OpenGateLLM allows you to define the costs for each model router. For more information about model routers, see setup your models documentation. Then it attach a budget to each user to limit the usage of amount of requests made by the user. The compute cost is calculated based on the number of tokens used and the budget defined for the model based on the following formula:

cost = round((prompt_tokens / 1000000 * router.costs.prompt_tokens) + (completion_tokens / 1000000 * router.costs.completion_tokens), ndigits=6)

The compute cost returned in the response, in the usage.cost field. After the request is processed, the budget amount of the user is updated by the hooks decorator attached to each endpoint. The request cost is stored in the usage table, see usage monitoring documentation for more information.

There are three ways to configure model pricing used for budget computation: Playground UI, API, or configuration file.

To define pricing in the Playground, go to the Provider page and create or edit a provider with:

  • Prompt token cost: Cost per million input tokens.
  • Completion token cost: Cost per million output tokens.

Each user has a budget defined by create user endpoint or update user endpoint. The budget is defined in the budget field. You need has admin permission to create or update a user.

See POST and PATCH /v1/admin/users endpoints for more information on API reference.

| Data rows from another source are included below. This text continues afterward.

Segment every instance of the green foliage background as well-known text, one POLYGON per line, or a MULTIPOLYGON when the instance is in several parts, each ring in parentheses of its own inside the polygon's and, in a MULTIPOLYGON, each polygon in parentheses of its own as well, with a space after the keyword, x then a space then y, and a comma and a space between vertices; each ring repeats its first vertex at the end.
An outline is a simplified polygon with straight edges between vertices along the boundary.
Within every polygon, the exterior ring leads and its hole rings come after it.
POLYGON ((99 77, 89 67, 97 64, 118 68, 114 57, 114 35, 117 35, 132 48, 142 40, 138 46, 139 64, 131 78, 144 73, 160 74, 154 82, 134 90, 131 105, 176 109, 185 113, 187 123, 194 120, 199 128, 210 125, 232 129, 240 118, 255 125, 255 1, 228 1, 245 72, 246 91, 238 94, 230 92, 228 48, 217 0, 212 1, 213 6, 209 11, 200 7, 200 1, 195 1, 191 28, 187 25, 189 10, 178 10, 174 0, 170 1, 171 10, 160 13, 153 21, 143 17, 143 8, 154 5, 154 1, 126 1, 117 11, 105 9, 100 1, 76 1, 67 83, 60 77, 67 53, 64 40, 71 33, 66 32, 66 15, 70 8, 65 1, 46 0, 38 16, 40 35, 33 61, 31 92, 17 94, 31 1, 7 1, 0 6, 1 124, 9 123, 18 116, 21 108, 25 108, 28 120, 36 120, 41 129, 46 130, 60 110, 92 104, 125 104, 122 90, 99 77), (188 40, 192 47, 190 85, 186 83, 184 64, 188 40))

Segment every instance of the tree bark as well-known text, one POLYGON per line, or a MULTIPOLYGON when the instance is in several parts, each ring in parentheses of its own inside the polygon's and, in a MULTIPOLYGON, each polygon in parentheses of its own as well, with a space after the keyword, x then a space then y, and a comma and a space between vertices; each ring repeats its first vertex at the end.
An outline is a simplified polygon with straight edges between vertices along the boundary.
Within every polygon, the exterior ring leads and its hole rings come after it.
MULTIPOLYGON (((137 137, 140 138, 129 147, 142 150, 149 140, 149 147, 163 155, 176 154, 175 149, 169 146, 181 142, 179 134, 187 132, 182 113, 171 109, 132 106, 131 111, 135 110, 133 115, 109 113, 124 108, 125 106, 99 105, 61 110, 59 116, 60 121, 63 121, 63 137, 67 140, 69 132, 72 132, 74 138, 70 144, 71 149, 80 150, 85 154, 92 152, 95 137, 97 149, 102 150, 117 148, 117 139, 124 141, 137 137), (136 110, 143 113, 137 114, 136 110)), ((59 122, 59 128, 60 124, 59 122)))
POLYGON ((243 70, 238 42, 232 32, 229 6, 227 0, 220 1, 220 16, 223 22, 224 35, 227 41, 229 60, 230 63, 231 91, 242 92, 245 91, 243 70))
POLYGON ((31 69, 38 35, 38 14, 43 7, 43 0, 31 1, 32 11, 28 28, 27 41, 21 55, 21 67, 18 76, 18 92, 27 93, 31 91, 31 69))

The user can see each request cost in the response of the API request. The cost is returned in the usage.cost field. Moreover, Usage page in the Playground allows the user to see the history of the requests made by him and the cost of each.

{
"id": "chatcmpl-123",
"object": "chat.completion",
"created": 1677652288,
"model": "my-language-model",
"choices": [
...
],
"usage": {
"prompt_tokens": 10,
"completion_tokens": 20,
"total_tokens": 30,
"cost": 0.000015,
"carbon": {"kWh": 0.0001456, "kgCO2eq": 0.0000672 }
}
}